ベッドのスプリングが軋んだ音を立てた。ぽすん、と転がった樹を見下ろす俺の視界の端で、寄せられた荷物が静かに主張している。
「ちょっと待ってな」
「う、うん……?」
いまいち状況を把握できていないような顔と声。ベッドから下りて、荷物の方に向かう俺の背中に、不思議そうな視線が向けられているのを感じた。
「これ、どっちが樹のでどっちが楓の?」
「え、っと、そっちの白いほうが樹」
「こっちのスーツケースだな。他に楓の荷物ってあんの?」
「俺と共同っていうか、共有でそっちのボストンバックもだよ」
「中見てもいい?なんかないと困るもんとかある?」
樹に背を向けたまま問うと、少しの間のあとたぶん大丈夫、という返事が聞こえた。
「アメニティ的なもの、詰めてあるだけだから。俺らが使ってる奴より、よっぽどいいの置いてあるし……あとは楓のメイク用具」
「じゃあこれも渡して平気だな」
「え?」
俺の独り言に対する疑問符には答えを返さず、白いスーツケースと茶色のボストンバッグを手に、扉を開ける。

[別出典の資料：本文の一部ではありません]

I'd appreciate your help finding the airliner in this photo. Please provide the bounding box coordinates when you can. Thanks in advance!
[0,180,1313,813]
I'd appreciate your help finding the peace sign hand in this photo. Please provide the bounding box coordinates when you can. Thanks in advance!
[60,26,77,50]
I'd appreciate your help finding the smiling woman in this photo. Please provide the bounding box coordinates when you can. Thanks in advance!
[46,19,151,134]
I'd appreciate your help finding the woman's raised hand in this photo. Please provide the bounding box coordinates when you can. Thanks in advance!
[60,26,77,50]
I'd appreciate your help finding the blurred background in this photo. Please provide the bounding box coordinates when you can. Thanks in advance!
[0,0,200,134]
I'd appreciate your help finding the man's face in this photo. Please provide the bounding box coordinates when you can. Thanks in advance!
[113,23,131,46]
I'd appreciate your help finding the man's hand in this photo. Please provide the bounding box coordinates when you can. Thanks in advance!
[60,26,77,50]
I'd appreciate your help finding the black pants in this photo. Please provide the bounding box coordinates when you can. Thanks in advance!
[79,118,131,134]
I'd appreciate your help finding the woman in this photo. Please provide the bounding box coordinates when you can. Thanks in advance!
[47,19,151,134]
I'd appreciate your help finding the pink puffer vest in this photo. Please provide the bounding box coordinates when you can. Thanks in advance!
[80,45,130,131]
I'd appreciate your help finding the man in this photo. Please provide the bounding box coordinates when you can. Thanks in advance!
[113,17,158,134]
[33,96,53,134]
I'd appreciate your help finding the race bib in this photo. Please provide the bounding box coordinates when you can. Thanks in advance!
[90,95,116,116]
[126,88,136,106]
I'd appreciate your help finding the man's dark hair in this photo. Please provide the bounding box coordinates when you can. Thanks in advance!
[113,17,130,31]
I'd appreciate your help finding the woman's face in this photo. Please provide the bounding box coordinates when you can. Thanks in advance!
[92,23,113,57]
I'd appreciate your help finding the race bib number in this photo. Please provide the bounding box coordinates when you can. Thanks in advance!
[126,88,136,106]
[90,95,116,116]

そして宣言通り、楓の荷物を廊下に出すと改めて扉を閉め、鍵をかけた。
「え、ちょ、なに?なにしてんの?」
「楓の荷物、出しとくからって言っといた。部屋変わってもらうつもりで」
「はぁ?!」
がば、と跳ね起きた樹の元に戻り、両足を跨ぐように乗っかると、わずかに肩が跳ねたのがわかる。
「っ、ちょっと、え、な、ほん、き?」
「本気も本気。好きだって言ってんだろ」
はだけた浴衣の合わせ目から手を突っ込んで、細い足を撫でた。
戸惑いを色濃く乗せた目が、忙しなく泳いでいる。震える手が俺の服を掴むから、逆効果だと笑った。
「樹」
「ひゃ、いっ」
「なんだそれ、かわいいな」
外れた音の返事すらかわいい。ちゅ、と音を立てて頬に唇で触れると、見る見るうちにそこが赤く染まっていく。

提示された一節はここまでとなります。